Clinical Research Directory

A Study of Tumor-Treating Fields (TTFields) in People With Lung Adenocarcinoma

The researchers are doing this study to find out if treatment with TTFields using the NovoTTF-200T System is safe and practical (feasible) before surgical removal (resection) of lung adenocarcinoma (ADC). The researchers will also look at how the treatment may help the body's immune system to fight cancer.

Using Biomarkers for Diagnosis, Risk Stratification of Post -Treatment Recurrence and Long-Term Surveillance of Lung Cancer

This study is an observational study of blood and tissue biomarkers. Investigators plan to evaluate the accuracy of lung cancer biomarkers found in the blood in determining if a lung nodule is cancer or benign. Investigators also plan to examine another biomarker found in the tumor tissue to identify participants after lung cancer surgery who have a high risk for recurrent cancer. Finally, investigators plan to determine if one of the blood-based biomarkers can be used to detect any late cancer recurrence.

A Study of LP-300 With Carboplatin and Pemetrexed in Never Smokers With Advanced Lung Adenocarcinoma

The goal of this clinical trial is to determine clinical advantages for LP-300 in combination with carboplatin and pemetrexed in the never smoker patient population. The primary objectives of this study are to determine progression-free survival (PFS) and overall survival (OS) in the study-defined patient population when LP-300 is co-administered with the standard of care chemotherapy drugs carboplatin and pemetrexed compared to carboplatin and pemetrexed alone. This has been designed as a multicenter, open label, phase II trial with 90 patients to be enrolled in the United States.
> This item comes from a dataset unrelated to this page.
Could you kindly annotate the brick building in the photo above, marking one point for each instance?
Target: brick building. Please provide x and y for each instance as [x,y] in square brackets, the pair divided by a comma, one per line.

Study to Test the Safety and Tolerability of PF-07220060 in Participants With Advance Solid Tumors

This is a Phase 1/2A, open label, multicenter, nonrandomized, multiple dose, safety, tolerability, pharmacokinetic and pharmacodynamic study of PF-07220060 administered as a single agent and then in combination with endocrine therapy. The study consists of two parts and a China and Japan monotherapy cohort. Part 1 includes dose escalation cohorts evaluating PF-07220060 as single agent or in combination with endocrine therapy or enzalutamide, as well as a food effect cohort and a DDI cohort Part 2 includes dose expansion cohorts evaluating PF-07220060 in combination with endocrine therapy or enzalutamide. In Part 1A, single escalating doses of PF-07220060 alone will be administered to determine the maximum tolerated dose (MTD) and select the recommended dose for expansion In Part 1B and Part 1C, PF-07220060 will be administered in combination with 1 of 2 endocrine therapies (letrozole and fulvestrant, respectively). In Part 1D, food effect assessment of PF-07220060 at the RP2D dose level from the Part 1A will be conducted In Part 1E, the effect of PF-07220060 on the PK of midazolam will be evaluated (DDI) In Part 1F, escalating dosed of PF-07220060 will be administered in combination with enzalutamide Part 1B and Part 1C may commence at MTD or before reaching the MTD at a dose level in Part 1A. Part 2A is a dose expansion cohort with fulvestrant and will explore more than one dose of PF-07220060 in participants diagnosed with mBC. Part 2B and Part 2C are expansion for combination therapy of PF-07220060 with letrozole and fulvestrant, respectively. Part 2D is the expansion cohort for combination therapy of PF-07220060 with enzalutamide. Part 2E is an expansion cohort to evaluate PF-07220060 Monotherapy versus PF-07220060 plus fulvestrant combination therapy. The China monotherapy cohort will evaluate safety, tolerability and PK of PF-07220060 administered as single agent in Chinese participants. The Japan monotherapy cohort will evaluate safety, tolerability and PK of PF-07220060 administered as a single agent in Japanese participants.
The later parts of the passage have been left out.